According to the lawsuit, Legere thinks the spill’s harmful effects “will continue to impede his ability to make a livelihood fishing sheephead, lobster, and crab forever.”


On October 4, 2021, Amplify Energy Corp. Chief Executive Officer Martyn Willsher talks at a news conference in Huntington Beach, California, regarding the reaction to an oil leak in the Pacific Ocean. – On October 4, 2021, a massive oil leak was killing animals and endangering California’s beaches, in what authorities described as a “environmental disaster.” (AFP Photo/Patrick T. FALLON) (Photo courtesy of AFP/PATRICK T. FALLON via Getty Images)

According to the lawsuit, Amplify Energy’s “acts and omissions have therefore caused current harm to Legere, as well as the tangible danger of immediate, further injury,” and the plaintiffs are seeking at least $5 million in damages.

The U.S. Coast Guard’s lead investigator said Friday that the ruptured underwater pipeline off the coast of Huntington Beach that leaked thousands of gallons of oil into the ocean may have been damaged several months to a year ago, adding that it was unclear when the crack occurred or when oil began seeping into the water.

Authorities projected that up to 144,000 gallons of oil may have spilled from the broken pipeline last weekend, but officials later indicated the real quantity is likely considerably lower, though no precise figure has been given.
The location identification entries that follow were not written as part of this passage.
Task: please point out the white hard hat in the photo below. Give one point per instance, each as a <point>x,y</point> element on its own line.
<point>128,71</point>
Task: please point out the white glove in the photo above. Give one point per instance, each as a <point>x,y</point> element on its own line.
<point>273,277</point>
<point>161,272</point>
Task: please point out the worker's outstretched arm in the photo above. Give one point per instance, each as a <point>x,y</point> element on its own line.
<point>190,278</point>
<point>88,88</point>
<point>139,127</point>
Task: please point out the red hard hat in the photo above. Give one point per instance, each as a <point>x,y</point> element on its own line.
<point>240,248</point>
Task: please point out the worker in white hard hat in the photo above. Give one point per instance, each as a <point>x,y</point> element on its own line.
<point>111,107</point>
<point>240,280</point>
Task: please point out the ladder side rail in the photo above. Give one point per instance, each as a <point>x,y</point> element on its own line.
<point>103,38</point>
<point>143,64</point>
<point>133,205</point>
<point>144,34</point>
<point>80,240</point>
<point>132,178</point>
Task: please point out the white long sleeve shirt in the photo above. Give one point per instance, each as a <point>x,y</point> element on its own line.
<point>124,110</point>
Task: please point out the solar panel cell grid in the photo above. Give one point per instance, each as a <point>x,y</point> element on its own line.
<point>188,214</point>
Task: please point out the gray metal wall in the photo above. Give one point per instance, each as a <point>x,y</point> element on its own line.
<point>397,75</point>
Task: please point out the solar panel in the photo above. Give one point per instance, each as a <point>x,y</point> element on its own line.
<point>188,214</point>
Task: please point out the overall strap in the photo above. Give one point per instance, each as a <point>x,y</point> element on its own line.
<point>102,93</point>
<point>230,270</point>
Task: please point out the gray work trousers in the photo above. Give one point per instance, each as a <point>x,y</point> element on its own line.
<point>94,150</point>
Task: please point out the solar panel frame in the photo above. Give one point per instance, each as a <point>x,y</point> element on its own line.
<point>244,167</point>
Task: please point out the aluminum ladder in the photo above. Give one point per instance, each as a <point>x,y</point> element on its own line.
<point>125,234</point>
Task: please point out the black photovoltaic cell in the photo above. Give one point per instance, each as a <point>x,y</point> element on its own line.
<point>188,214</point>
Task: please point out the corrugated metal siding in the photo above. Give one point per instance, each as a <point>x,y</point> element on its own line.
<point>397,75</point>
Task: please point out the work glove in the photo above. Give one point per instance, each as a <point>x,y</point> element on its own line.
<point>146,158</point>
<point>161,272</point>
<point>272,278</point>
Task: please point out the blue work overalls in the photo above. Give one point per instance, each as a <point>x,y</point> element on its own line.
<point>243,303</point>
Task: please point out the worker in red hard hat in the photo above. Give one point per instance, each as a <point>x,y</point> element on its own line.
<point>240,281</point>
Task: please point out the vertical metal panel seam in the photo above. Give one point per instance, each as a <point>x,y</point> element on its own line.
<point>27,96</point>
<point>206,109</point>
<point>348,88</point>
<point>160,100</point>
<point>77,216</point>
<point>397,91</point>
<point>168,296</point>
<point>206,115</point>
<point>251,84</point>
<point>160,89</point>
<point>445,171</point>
The Coast Guard projected that during a press briefing on Thursday.

A total of 588 barrels of oil leaked, equating to approximately 24,700 gallons. Officials aren’t sure what the maximum number is, but it’s thought to be in the thousands.

Timeline of the Huntington Beach Oil Spill

On the morning of Oct. 2, crews reacted to the spill, and Orange County beaches were immediately shuttered as officials discovered the extent of the oil slick.

ADDITIONAL NEWS: A woman is killed after being shot in the neck at a Hollywood metro station; the suspect is still at large.

Laguna Beach has now reopened, while Newport Beach has allowed people to walk on the beach but not in the water. Newport Harbor reopened on Friday afternoon as well.